We are interested in applying these methods to discover and design new functional materials for applications including catalysis, carbon capture and utilization, energy storage, and neuromorphic devices. We also seek to understand the underlying physiochemical phenomena governing the properties of materials from a data-driven perspective, relating to molecular activation on surfaces, chemical bonding in solids and interfaces, and strong electron correlation. Some specific ongoing projects are as follows:

Surrogate models for quantum chemistry

Ab initio quantum chemistry simulations are widely employed to obtain a broad range of materials properties, and its usage takes up almost a third of the share of computational resources on current high-performance computing centers. The cost of these calculations, especially at the higher levels of theory needed to provide accurate energetics, model excited states, and capture strong electron correlation represents a substantial bottleneck for computational studies and makes the study of these complex phenomena prohibitively expensive. To address this problem, we develop machine learning models which act as surrogates to these quantum chemistry methods for systems of arbitrary structural and compositional complexity and scalable to large system sizes.

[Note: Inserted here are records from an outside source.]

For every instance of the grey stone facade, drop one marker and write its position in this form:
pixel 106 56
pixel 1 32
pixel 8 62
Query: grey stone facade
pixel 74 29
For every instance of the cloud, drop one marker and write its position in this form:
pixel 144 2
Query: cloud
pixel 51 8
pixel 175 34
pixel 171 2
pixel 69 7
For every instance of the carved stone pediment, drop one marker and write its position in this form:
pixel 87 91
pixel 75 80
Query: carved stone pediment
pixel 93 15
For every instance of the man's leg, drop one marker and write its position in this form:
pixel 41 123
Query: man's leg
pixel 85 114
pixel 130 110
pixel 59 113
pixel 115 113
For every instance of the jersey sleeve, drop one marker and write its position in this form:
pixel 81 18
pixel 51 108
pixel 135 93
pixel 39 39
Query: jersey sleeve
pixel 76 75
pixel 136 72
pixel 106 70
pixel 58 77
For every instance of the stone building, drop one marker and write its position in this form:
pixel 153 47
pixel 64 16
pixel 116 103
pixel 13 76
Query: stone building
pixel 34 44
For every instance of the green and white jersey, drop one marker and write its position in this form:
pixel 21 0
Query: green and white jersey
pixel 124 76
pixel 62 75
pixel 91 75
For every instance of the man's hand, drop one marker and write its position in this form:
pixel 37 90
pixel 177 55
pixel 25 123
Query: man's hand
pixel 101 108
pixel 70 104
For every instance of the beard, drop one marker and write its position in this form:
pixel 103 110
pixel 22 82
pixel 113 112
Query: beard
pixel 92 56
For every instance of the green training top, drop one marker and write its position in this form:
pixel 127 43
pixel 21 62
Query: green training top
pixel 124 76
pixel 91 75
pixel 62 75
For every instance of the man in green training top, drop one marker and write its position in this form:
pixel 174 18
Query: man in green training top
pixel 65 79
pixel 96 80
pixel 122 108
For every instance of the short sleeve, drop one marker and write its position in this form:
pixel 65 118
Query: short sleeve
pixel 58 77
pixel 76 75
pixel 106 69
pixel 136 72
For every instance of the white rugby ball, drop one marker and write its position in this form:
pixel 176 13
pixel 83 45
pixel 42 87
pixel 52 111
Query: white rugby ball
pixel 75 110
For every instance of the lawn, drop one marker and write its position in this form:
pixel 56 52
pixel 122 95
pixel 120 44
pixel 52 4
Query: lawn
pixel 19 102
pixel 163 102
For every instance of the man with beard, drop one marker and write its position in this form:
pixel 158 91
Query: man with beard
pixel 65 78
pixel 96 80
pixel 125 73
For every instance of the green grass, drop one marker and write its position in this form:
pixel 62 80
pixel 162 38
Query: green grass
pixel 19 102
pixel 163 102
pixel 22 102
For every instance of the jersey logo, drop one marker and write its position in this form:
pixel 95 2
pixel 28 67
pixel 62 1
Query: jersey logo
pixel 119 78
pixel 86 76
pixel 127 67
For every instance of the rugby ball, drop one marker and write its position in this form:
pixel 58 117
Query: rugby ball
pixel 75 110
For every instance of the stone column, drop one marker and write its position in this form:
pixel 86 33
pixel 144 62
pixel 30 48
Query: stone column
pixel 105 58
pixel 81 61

We are currently developing graph neural network models which takes atomic structure as input and predicts energies, forces, as well as a wide range of other materials properties such as density of states.

Data-driven inverse design

One of the greatest challenges in chemical/materials discovery is being able to design completely novel materials given a set of desired properties or functionalities, or inverse design. Traditionally, this can be a long and arduous process requiring human (chemical) intuition and existing design principles to accomplish. However, human-based design can barely keep up with the rapidly expanding repositories of scientific data available for query, nor can it satisfy the needs of high throughput synthesis and automated experimentation workflows. Here we investigate ways to accelerate or automate this design process through computational methods and data-driven approaches such as generative models. Examples include using invertible neural networks to solve inverse problems in materials design, and creating algorithms for invertible representations for use in atomic structure generation.

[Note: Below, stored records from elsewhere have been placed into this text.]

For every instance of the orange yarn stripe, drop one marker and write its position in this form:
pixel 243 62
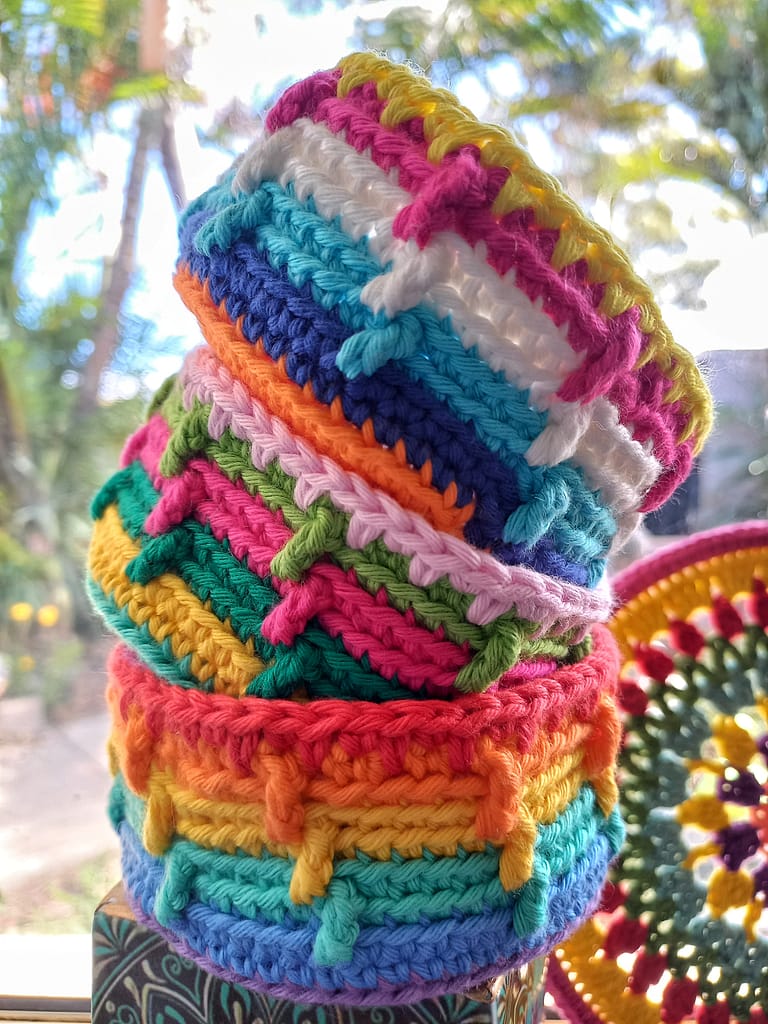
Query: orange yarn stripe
pixel 324 426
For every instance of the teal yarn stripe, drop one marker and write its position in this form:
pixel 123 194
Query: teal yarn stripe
pixel 315 662
pixel 159 656
pixel 313 251
pixel 404 891
pixel 503 642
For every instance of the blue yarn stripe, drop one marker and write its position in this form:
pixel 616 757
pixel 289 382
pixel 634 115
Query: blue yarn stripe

To design a new material, just defining the chemical compositions are not enough - it is also necessary to know their atomic or crystal structure. For efficient generation, an invertible representation of the atomic structure is needed which satisfies rotational, translational, and permutational invariances. We are currently exploring new representations of materials suitable for structure generation, and designing algorithms to make existing representations invertible back to their positions.

Chemically-informed machine learning

Incorporating domain knowledge and ensuring physically meaningful or consistent results from the machine learning models can be a necessity in situations with small datasets, modelling non-equilibirum systems, and for problems which are extrapolative in nature. We explore how chemical knowledge and contraints can be used to improve the performance of machine learning models through various avenues. These include the engineering of chemically meaningful features, applying constraints to the model architechture, or by conditioning the training of the model itself to more meaningful solutions.

The density of states of a surface can reveal important information about their chemical properties, including its interaction with molecular adsorbates. We created a machine learning model using convolutional neural networks which can identify the features which govern adsorption and accurately predict the energetics of this process.

High-throughput computational simulations

In scientific machine learning, data can hardly be considered to be static but is instead constantly changing to reflect deficiencies in performance and changing problem specifications. Our group also performs quantum chemistry simulations, primarily density functional theory, in a high-throughput manner to provide data for machine learning models. We are working to close the loop between data generation and model development through automated simulation workflows and data sampling strategies.

We run our simulations on high performance supercomputers such as Perlmutter and Frontier.